I had the pleasure this week of chatting to Mike from the channel Mike’s Book Reviews on his Talk About Nothing series. I’m always super nervous about doing live streams (or anything that isn’t just me talking to my phone), but I think it went well. I certainly enjoyed the experience.

Cheerio!


Books I’ve Read This Week

Jekyll and Hyde: Consulting Detectives by Tim Major

This book has a fantastic concept – Jekyll and Hyde as a pair of detectives – but ends up being less fun that it might have been. The mystery is decent enough and the female lead (Jekyll’s ex-fiancée) is great, but I felt more could have been made of the mismatched duo. Trash-loving me wanted something exuberantly silly, and this isn’t that. What it does, it does well though, so I think this is a case of the reader and book not matching, rather than the book being bad.
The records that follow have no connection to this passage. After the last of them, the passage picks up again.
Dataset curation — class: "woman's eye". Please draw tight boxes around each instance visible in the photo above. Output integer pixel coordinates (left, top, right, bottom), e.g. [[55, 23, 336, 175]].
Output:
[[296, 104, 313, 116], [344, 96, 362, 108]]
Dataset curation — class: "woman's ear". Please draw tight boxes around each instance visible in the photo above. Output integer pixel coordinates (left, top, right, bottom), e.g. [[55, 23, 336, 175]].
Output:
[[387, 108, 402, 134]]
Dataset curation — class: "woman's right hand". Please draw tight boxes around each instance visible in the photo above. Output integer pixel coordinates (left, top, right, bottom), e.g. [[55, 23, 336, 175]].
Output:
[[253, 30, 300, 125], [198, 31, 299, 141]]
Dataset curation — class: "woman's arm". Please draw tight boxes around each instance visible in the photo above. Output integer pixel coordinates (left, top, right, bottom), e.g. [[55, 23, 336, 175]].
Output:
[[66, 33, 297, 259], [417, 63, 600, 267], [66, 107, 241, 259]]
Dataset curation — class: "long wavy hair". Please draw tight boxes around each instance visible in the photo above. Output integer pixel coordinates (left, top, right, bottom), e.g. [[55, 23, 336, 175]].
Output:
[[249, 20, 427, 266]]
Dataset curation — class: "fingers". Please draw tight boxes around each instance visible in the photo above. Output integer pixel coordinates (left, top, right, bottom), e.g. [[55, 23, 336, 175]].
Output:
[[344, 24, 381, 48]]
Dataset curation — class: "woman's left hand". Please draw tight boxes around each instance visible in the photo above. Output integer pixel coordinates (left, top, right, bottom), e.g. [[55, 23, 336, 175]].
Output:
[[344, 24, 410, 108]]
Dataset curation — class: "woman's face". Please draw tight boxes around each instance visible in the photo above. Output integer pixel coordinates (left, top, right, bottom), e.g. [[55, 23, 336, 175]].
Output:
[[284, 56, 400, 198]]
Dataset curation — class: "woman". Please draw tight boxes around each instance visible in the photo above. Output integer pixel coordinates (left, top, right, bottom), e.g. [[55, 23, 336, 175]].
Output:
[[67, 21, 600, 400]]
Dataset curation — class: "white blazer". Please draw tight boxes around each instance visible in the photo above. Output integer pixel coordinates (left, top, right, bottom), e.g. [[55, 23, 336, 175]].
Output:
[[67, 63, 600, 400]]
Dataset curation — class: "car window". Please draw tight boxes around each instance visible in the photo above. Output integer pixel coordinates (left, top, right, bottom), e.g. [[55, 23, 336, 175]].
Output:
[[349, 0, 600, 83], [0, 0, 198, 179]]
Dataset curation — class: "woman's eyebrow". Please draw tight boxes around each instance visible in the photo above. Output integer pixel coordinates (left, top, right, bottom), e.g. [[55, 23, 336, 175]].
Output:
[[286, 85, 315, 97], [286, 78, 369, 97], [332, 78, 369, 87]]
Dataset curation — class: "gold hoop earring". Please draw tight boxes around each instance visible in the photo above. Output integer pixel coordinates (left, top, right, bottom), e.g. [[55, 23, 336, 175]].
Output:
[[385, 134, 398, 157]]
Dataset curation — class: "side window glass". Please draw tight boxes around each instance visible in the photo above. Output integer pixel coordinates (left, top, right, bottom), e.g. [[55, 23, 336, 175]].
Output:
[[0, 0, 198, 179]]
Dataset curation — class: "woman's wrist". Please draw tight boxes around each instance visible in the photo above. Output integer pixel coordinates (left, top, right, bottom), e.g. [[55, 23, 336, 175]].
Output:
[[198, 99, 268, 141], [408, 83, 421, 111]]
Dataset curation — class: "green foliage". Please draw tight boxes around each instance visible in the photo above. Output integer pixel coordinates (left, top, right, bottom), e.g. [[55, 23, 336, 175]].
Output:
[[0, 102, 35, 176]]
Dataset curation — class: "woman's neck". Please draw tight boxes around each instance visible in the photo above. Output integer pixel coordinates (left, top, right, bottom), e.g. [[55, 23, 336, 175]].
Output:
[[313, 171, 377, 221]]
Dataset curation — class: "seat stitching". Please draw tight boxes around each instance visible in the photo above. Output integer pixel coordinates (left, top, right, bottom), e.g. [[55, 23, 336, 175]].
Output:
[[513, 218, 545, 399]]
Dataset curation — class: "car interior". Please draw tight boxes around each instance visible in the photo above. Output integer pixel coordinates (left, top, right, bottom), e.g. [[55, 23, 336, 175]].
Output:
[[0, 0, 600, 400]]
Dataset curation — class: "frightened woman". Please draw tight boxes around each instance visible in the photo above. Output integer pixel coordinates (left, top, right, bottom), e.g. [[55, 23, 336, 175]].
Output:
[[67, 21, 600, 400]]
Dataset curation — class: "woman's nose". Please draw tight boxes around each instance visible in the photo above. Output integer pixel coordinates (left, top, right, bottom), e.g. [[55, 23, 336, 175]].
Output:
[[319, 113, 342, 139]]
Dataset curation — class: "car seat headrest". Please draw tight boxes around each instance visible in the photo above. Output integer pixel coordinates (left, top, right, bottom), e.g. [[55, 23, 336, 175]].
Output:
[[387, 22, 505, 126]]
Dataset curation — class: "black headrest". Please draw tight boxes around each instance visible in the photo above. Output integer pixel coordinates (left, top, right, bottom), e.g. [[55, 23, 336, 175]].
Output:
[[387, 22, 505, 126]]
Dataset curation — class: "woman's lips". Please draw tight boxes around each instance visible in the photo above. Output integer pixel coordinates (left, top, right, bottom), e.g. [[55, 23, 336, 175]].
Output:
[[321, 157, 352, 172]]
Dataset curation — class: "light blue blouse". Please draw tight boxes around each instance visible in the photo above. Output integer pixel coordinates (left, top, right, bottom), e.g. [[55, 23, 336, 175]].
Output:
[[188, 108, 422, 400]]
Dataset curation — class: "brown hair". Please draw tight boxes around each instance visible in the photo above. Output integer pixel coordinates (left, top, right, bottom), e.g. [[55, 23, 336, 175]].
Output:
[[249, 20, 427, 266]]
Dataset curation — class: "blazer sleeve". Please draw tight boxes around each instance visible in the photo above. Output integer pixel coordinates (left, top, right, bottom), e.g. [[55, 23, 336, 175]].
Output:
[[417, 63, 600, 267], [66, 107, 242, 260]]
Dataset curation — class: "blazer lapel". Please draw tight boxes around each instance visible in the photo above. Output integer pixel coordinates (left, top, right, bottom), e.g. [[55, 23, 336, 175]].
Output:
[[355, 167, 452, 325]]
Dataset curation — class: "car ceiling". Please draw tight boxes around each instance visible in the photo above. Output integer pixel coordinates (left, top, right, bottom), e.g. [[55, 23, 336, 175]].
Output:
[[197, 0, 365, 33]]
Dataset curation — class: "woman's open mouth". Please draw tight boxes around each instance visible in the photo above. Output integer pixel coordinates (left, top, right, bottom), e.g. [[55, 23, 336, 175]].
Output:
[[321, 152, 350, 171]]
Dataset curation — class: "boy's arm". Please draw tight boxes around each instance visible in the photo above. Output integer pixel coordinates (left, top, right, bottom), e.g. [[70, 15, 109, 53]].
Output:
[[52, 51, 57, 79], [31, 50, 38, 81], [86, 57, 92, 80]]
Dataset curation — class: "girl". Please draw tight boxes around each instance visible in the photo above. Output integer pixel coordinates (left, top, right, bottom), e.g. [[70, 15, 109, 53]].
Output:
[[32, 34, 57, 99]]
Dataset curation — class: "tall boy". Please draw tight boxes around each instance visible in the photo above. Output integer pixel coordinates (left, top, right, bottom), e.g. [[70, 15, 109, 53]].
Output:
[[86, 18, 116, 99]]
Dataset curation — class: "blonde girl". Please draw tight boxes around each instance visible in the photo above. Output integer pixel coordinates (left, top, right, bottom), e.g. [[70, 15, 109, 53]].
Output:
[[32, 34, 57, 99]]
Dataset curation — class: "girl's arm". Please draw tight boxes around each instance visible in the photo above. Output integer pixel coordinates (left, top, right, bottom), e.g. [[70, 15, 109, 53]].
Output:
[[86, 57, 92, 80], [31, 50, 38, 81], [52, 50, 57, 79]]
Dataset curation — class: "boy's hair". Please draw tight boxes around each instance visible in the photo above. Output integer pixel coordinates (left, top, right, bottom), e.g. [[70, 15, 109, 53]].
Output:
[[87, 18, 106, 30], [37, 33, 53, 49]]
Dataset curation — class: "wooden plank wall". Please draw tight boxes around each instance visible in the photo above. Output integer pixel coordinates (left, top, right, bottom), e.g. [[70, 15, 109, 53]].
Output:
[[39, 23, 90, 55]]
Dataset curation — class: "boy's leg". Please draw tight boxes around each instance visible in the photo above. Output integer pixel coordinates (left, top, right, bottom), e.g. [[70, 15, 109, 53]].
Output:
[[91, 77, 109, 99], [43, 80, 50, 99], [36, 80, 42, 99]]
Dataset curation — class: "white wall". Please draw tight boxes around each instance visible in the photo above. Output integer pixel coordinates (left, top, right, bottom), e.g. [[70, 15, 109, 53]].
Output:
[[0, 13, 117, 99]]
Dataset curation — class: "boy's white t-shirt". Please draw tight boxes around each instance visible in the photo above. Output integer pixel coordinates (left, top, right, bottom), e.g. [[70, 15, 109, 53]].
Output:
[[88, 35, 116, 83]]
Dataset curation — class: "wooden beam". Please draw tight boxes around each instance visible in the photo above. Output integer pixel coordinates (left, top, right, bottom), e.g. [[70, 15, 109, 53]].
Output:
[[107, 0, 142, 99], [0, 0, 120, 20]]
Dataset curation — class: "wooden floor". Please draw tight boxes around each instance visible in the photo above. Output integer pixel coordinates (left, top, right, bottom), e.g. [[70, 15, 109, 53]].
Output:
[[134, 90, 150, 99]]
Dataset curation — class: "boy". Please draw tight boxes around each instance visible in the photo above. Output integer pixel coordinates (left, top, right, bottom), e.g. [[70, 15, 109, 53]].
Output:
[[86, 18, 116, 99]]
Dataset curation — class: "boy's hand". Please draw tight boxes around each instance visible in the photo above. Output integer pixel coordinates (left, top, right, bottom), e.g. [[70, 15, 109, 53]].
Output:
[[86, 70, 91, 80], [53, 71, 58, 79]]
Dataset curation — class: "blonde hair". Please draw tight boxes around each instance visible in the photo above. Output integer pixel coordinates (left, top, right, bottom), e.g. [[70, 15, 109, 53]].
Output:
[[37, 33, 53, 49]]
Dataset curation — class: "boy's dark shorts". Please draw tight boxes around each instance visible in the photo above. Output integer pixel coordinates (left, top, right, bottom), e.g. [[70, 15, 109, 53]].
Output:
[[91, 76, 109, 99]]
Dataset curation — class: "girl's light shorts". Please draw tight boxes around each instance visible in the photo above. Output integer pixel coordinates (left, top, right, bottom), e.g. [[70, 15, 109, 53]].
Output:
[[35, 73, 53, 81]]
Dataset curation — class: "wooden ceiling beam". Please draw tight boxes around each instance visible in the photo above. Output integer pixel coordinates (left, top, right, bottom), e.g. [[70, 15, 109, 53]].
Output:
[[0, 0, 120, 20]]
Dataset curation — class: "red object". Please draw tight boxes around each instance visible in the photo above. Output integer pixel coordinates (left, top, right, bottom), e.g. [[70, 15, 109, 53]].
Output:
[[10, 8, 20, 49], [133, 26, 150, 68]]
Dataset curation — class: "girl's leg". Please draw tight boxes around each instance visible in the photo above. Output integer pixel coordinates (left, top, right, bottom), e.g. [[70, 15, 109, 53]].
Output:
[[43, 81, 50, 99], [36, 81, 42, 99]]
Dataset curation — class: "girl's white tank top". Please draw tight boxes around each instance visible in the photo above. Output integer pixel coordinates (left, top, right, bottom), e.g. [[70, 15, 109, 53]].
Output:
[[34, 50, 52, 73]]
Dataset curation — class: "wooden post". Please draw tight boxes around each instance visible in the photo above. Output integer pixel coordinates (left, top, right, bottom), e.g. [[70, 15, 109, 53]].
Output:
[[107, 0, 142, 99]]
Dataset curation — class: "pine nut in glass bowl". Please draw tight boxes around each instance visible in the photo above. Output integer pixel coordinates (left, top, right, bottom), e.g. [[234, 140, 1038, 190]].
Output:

Grave Sight by Charlaine Harris

A solidly enjoyable romantic suspense novel that gets the balance between those two things just right (for my tastes anyway). The suspense is definitely the priority here and the story is enjoyably gripping, with a psychic investigator unravelling a complex mystery in a small Ozarks town. Heroine Harper is an interesting central character, but it’s the twisting plot that’s the star and Charlaine Harris does a good job of keeping you guessing. The romance was decent too!


The Adventures of Jules de Grandin by Seabury Quinn

An enjoyable collection of very pulpy stories featuring the occult detective Jules de Grandin, who is kind of like a ghostbusting Poirot. They’re often silly, sometimes salacious, and definitely have the feel of stories from another decade that were bashed out quickly to make a buck. None of that makes them less fun though, and the sheer variety of foes de Gradin and narrator/sidekick Trowbridge go up against means each story is fresh.


The Flesh Eaters by LA Morse

An interesting, historical horror novel based on the maybe true legend of Sawney Bean, a 16th century Scotsman who led a cannabalistic clan of 45 comprised of his children and inbred grandchildren. The clan live in a huge cave and prey on nearby travellers who they kill and then butcher for food.
If that premise makes you think that the book is going to be rough going, you’d not be wrong. It’s excessively grim at times, like ‘The Girl Next Door’ level grim. It never lingers too long on its unpleasant goings on, but it doesn’t flinch from them either. There’s a matter of factness to the prose style that somehow diminishes the horror. It’s only when you stop and reflect back on what you’ve just read that you start to feel a bit nauseous.
It makes for compelling, gruesome reading, but the absence of a central character to root for means there isn’t a huge amount of tension. It’s more a rinse and repeat of scenes of the clan hunting their human victims, with the plot (such as it is) concerning the growth and evolution of the family.
Definitely interesting reading if you’re a fan of dark and disturbing books, but not a classic.